Fractional magneto-hydrodynamics: Algorithms and applications

• Published in: Journal of computational physics Vol. 378; pp. 44 - 62
• Main Authors: Song, Fangying, Karniadakis, George Em
• Format: Journal Article
• Language: English
• Published: Cambridge Elsevier Inc 01.02.2019; Elsevier Science Ltd
• Subjects: Algorithms; Boundary conditions; Cavity flow; Computational fluid dynamics; Computational physics; Convergence; Discretization; Divergence; Domains; Fluid flow; Fluid mechanics; FMHD; Fractional Laplacian; Fractional Navier–Stokes equation; Lid-driven cavity flow; Magnetic fields; Magnetohydrodynamics; Navier-Stokes equations; Time-splitting; Lid-driven cavity flow; Time-splitting; FMHD; Fractional Laplacian; Fractional Navier–Stokes equation
• ISSN: 0021-9991; 1090-2716
• DOI: 10.1016/j.jcp.2018.10.047

•We present the first ever three discretization schemes for solving the fractional magneto-hydrodynamic (FMHD) equations in bounded domains.•We use the lifting method for extending our methods to solve the FMHD equations with inhomogeneous boundary conditions.•The divergence-free constraint of the magnetic field is preserved for all the three schemes.•We applied these schemes for solving the lid-driven cavity flow with and without magnetic field, and observing that new flow patterns emerge as the fractional orders vary.
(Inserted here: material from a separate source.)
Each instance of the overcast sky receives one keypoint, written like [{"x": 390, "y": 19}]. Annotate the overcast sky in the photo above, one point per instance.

We present two discretization methods for solving the fractional magneto-hydrodynamic (FMHD) equations with the fractional Laplacian defined in bounded domains. In the first method, we add a pseudo-pressure in the magnetic field equation to enforce that the magnetic field is divergence-free. In the second method, the magnetic field satisfies the divergence-free condition automatically with the no-slip boundary condition for the velocity and the perfectly conducting boundary condition for the magnetic field equation. In addition, we propose a discretization method for solving the modified fractional magneto-hydrodynamic (M-FMHD) equation. The divergence-free condition is preserved by employing the stream function in the M-FMHD system. Numerical experiments with fabricated solutions show that all three methods exhibit second-order accuracy in time for the velocity and magnetic fields. The pseudo-pressure and pressure also exhibit second-order convergence in time for small values of time step, however the pressure exhibits 1.5-order for convergence for large values of time step size when the fractional order α=1. We use the spectral decomposition method for spatial discretization, and we demonstrate that exponential convergence is achieved for all fields and for any fractional order. We also applied these methods to solve the lid-driven cavity flow with and without magnetic field, and we observe new flow patterns emerging as the fractional order varies.